Anyone can walk for any reason. To walk a labyrinth does not demand a great amount of preparation or concentration to benefit from the experience. Just walking an intricate path can help focus the mind. To the visitor this means a quieting of our almost constant inner buzzing. This does not just happen. But walking a labyrinth can help to distinguish between what’s really important and what’s not. This is often easier to do when the whole body is moving.

The poet Rumi put it well when he wrote:


The mystery cannot by answered
by repeating the question,
nor can it be bought by going to amazing places.
Only until I have silenced the eyes
and stilled the heart.
Only then can I
begin to cross over from confusion.


Over the years I have seen amazing things within the taped floor of our hall. In a small town the confluence of people that attend can be quite “familiar”. One year, within the labyrinth at the same time, was my wife, my two step-kids, her ex-husband, his two other kids, his business partner, his business partner’s ex-wife and daughter and everyone’s therapist! And no one seemed to mind one bit. It was like watching one of those mechanical solar system devices, where each “planet” revolves at a different speed, yet all of them are still connected in some way. Each was attending for their own reasons, and each experience was different. But together, they represented the unseen linkage that is felt within a small community.

Sometimes the impact is stunning but difficult to fathom. For instance, almost every year a photographer comes to shoot the labyrinth. While we post signs requesting sensitivity to the “sacredness” of the event this does not dissuade her from shooting endless flash photos (until stopped) or wearing shoes to walk while everyone else has removed theirs as requested. You would look at this woman and assume she was insensitive, clueless or lost. Yet when she gets to the middle of the labyrinth, a place for many of contemplation and thought, she stands there for 30 minutes with tears streaming down her face, her eyes raised in splendor and profound emotion. Go figure. She blows my mind every time.

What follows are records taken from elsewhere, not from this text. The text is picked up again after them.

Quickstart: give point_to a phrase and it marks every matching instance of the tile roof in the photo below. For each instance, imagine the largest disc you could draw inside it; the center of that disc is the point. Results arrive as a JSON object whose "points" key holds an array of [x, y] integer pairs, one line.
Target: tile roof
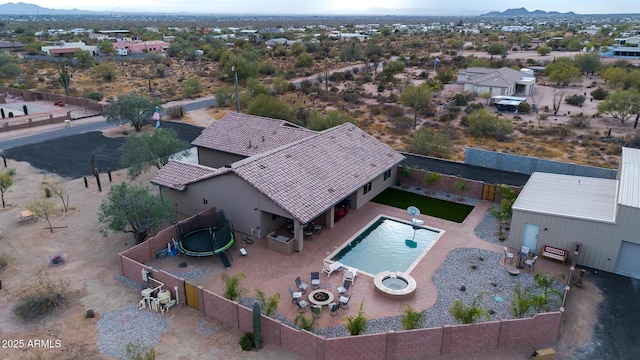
{"points": [[308, 177], [177, 175], [503, 77], [249, 135]]}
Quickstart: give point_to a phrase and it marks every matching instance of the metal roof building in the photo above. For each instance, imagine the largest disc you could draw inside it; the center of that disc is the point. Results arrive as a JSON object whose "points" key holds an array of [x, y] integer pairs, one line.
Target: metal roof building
{"points": [[603, 215]]}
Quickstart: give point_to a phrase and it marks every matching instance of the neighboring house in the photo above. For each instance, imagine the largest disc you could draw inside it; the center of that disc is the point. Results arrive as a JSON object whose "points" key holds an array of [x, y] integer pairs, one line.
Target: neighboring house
{"points": [[156, 46], [601, 214], [622, 52], [504, 81], [68, 48], [263, 172]]}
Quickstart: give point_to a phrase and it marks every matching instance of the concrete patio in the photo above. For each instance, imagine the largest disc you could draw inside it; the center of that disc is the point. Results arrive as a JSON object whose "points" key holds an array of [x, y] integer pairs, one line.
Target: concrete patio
{"points": [[273, 272]]}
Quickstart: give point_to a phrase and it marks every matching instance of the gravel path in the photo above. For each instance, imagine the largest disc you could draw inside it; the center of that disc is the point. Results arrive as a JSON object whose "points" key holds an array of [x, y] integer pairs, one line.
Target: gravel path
{"points": [[130, 325]]}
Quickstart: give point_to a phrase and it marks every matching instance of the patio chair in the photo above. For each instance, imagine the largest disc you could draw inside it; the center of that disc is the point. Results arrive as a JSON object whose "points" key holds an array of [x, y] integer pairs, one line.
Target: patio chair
{"points": [[350, 275], [344, 301], [328, 268], [315, 280], [531, 263], [302, 306], [301, 285], [295, 295], [333, 308], [508, 256], [316, 311], [344, 288]]}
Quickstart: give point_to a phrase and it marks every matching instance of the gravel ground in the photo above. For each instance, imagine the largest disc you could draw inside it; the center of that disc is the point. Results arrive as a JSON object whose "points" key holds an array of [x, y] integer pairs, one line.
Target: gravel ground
{"points": [[130, 325]]}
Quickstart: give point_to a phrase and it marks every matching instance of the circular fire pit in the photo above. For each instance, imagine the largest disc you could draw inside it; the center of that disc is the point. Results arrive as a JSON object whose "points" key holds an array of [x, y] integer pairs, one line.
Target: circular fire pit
{"points": [[395, 285], [320, 297]]}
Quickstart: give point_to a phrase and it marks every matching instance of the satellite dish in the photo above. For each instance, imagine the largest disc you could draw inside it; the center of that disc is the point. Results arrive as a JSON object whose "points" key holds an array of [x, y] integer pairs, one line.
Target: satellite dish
{"points": [[413, 211]]}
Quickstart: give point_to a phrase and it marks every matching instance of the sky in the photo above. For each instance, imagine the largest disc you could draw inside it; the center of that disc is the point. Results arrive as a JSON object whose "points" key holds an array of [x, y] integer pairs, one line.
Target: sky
{"points": [[321, 7]]}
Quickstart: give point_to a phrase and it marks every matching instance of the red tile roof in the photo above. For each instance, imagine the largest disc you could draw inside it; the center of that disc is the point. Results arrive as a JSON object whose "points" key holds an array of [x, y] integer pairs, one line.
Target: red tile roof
{"points": [[310, 176], [249, 135], [177, 175]]}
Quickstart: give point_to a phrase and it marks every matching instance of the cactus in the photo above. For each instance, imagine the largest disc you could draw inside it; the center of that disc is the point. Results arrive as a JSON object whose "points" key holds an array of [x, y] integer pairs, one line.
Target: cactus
{"points": [[257, 324]]}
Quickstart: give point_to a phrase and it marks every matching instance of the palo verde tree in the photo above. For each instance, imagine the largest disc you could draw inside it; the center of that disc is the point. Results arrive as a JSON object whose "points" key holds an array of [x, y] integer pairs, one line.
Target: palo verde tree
{"points": [[621, 104], [139, 153], [133, 108], [133, 209], [63, 76]]}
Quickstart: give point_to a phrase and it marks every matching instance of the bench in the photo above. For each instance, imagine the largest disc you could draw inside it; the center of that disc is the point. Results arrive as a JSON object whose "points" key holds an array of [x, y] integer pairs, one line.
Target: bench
{"points": [[554, 253]]}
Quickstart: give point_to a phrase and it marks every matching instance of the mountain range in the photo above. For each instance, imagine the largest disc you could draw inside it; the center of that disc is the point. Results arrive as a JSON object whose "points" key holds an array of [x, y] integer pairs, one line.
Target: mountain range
{"points": [[22, 8]]}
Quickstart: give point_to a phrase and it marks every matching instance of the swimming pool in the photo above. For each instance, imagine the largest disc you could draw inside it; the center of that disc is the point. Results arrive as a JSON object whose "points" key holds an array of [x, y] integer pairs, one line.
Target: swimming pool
{"points": [[386, 244]]}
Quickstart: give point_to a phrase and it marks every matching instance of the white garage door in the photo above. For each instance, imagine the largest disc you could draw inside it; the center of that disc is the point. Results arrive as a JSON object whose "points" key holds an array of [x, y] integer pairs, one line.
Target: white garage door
{"points": [[629, 260]]}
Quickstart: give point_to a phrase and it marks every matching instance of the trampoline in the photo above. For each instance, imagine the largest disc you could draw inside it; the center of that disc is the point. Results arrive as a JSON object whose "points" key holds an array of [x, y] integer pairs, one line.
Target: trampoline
{"points": [[205, 235]]}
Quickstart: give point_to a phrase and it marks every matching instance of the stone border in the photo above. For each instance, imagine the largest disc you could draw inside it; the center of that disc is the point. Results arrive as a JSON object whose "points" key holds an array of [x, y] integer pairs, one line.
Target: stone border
{"points": [[405, 293]]}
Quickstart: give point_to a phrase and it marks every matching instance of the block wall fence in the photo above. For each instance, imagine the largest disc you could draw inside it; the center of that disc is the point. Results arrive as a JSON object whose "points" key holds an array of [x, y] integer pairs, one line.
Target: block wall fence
{"points": [[539, 330]]}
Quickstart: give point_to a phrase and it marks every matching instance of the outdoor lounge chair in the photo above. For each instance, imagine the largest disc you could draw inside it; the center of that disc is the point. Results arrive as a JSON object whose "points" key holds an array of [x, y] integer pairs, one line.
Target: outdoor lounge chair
{"points": [[333, 308], [328, 268], [344, 301], [295, 295], [508, 256], [301, 285], [350, 275], [344, 288], [302, 306], [531, 263], [315, 280]]}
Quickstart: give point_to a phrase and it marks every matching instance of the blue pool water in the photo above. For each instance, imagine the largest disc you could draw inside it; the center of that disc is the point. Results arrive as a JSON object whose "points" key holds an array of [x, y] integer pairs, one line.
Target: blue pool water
{"points": [[387, 245]]}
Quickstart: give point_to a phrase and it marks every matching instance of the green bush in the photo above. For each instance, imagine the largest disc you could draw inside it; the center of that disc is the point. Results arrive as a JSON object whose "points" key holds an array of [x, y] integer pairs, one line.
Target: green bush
{"points": [[176, 112], [599, 94], [575, 99], [95, 96]]}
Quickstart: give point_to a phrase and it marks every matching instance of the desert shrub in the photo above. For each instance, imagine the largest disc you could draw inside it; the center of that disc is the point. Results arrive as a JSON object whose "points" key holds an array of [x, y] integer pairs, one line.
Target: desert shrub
{"points": [[580, 121], [95, 96], [351, 95], [461, 99], [575, 99], [176, 112], [599, 94], [524, 107], [41, 300]]}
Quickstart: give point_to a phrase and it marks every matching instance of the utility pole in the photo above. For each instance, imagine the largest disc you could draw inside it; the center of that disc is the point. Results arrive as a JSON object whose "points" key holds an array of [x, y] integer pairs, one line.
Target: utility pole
{"points": [[235, 75]]}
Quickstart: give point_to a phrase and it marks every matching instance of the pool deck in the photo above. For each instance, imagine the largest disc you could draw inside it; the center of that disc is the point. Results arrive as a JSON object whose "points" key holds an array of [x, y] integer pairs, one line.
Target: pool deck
{"points": [[273, 272]]}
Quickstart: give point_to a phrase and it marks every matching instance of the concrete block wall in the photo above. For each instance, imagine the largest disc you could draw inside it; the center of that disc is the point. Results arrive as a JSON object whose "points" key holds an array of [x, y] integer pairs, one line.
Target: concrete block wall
{"points": [[220, 308], [414, 344]]}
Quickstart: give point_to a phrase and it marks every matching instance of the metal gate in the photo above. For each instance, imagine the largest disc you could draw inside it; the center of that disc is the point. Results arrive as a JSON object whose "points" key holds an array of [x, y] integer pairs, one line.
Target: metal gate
{"points": [[191, 293], [489, 192]]}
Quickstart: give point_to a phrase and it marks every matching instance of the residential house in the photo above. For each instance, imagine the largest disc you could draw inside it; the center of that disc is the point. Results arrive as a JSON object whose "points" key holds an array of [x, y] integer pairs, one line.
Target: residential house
{"points": [[504, 81], [266, 172], [599, 215]]}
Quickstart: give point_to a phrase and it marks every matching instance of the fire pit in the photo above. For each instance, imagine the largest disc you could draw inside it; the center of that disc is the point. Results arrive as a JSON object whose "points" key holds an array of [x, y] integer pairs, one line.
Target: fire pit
{"points": [[320, 297]]}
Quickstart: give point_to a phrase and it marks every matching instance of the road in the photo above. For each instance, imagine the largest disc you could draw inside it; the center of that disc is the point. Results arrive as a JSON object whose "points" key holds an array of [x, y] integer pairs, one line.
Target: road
{"points": [[39, 134]]}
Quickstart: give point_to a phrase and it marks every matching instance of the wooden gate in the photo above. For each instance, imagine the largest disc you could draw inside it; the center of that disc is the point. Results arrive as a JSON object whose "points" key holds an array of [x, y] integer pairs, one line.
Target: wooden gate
{"points": [[488, 192], [191, 293]]}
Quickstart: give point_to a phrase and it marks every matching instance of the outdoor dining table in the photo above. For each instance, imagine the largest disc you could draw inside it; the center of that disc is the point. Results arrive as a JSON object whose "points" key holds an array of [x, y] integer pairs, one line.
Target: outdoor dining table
{"points": [[521, 255]]}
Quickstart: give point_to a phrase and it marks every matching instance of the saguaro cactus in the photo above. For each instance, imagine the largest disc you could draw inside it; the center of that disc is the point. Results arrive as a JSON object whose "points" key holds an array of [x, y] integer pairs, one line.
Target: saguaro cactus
{"points": [[257, 324]]}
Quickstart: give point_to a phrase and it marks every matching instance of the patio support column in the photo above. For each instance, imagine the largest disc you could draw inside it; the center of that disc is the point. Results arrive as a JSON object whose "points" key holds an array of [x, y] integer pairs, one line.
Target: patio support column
{"points": [[329, 218], [298, 235]]}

I think the great learning I take from the labyrinth is the annual reminder that each of us walks the same path in a different way. There’s the senior adult who dances the labyrinth or the young mother who walks with her one-year old baby, the infant continually waving. Or the bent and wrinkled woman with a walker, moving at an incredibly slow pace. There are those who race along, and those who move as slowly as a three-legged turtle. Some smile to each they pass, and some are inwardly focused, eyes down and reflective.

The labyrinth is the perfect metaphor for the notion that no matter how we get to the center, it will be the same for us all. The only choice we have in the journey is the thoughts we carry, the energy we bring, the focus of our attention and the balance we maintain between our outer speed and inner our reflection. After that, it’s all just some tape on a dusty floor.